Both methods use sampling, which is the default value (sample
) of the schema.strategy
option.
The exact APOC procedure or Cypher query depends on the read option.
This strategy works when all instances of a property in Neo4j have the same type. Otherwise, the connector still attempts to infer a schema but it logs a message like the following:
The field "age" has different types: [String, Long]

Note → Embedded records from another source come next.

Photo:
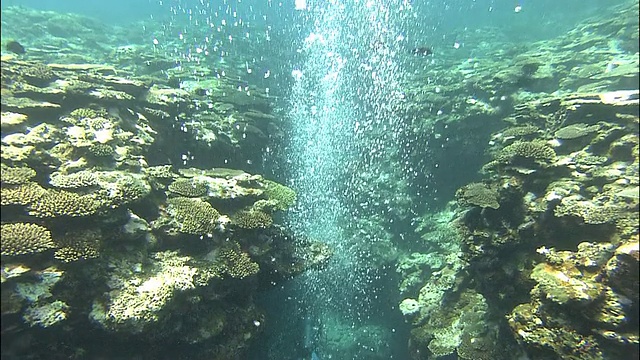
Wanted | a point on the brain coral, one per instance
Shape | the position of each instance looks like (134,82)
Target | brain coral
(56,203)
(25,238)
(194,216)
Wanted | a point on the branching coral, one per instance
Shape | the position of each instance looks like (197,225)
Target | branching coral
(478,194)
(575,131)
(193,216)
(25,238)
(57,203)
(237,263)
(80,179)
(535,150)
(23,194)
(78,245)
(188,187)
(252,219)
(284,196)
(16,175)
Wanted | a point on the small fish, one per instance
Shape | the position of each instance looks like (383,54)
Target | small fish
(422,51)
(15,47)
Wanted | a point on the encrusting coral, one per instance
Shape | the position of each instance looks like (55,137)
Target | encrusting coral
(25,238)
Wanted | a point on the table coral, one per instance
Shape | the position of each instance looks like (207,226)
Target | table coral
(25,238)
(188,187)
(478,194)
(56,203)
(252,219)
(23,194)
(16,175)
(193,216)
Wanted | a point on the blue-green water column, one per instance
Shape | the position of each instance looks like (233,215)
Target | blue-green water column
(345,146)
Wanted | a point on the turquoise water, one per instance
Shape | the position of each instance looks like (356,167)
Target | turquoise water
(379,115)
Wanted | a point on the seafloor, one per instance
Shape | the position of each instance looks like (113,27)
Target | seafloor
(107,238)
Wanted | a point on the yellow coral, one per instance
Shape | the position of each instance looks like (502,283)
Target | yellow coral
(23,194)
(536,150)
(56,203)
(237,263)
(25,238)
(188,187)
(194,216)
(16,175)
(478,194)
(284,196)
(252,219)
(79,245)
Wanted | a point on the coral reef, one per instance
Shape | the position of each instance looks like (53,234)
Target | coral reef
(25,238)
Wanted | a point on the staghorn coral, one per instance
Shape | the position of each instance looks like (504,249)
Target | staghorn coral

Every value will be casted to string.
In this case you should define a schema instead.
labels
option
If APOC is installed, the connector uses the apoc.meta.nodeTypeProperties
procedure.
Otherwise, it executes the following Cypher query:
MATCH (n:<labels>) (1)
RETURN n
ORDER BY rand()
LIMIT <limit> (2)
1 | <labels> is the list of labels provided by the labels option. |
2 | <limit> is the value provided by the schema.flatten.limit option. |
The schema is then inferred from the query result.
relationships
option
If APOC is installed, the connector uses the apoc.meta.relTypeProperties
procedure.
Otherwise, it executes the following Cypher query:
MATCH (source:<source_labels>)-[rel:<relationship>]->(target:<target_labels>) (1) (2) (3)
RETURN rel
ORDER BY rand()
LIMIT <limit> (4)
1 | <source_labels> is the list of labels provided by relationship.source.labels option. |
2 | <target_labels> is the list of labels provided by relationship.target.labels option. |
3 | <relationship> is the list of labels provided by relationship option. |
4 | <limit> is the value provided via schema.flatten.limit . |
The schema is then inferred from the query result.
query
option
With the query
option, the connector uses the first n results (defined by the schema.flatten.limit
option) of the query result to infer the schema.
For example, if the read query is MATCH (n:Person) WITH n LIMIT 2 RETURN id(n) as id, n.name as name
, the connector runs the following query first:
MATCH (n:Person) WITH n LIMIT 2 RETURN id(n) as id, n.age as age (1)
ORDER BY rand()
LIMIT <limit> (2)
1 | The original read query. |
2 | <limit> is the value provided via schema.flatten.limit . |
The schema is then inferred from the query result.
If the query returns no data, sampling is not possible.
In this case the connector creates a schema from the RETURN
statement, with every column of type String
.
This does not cause any issues since the result set is empty.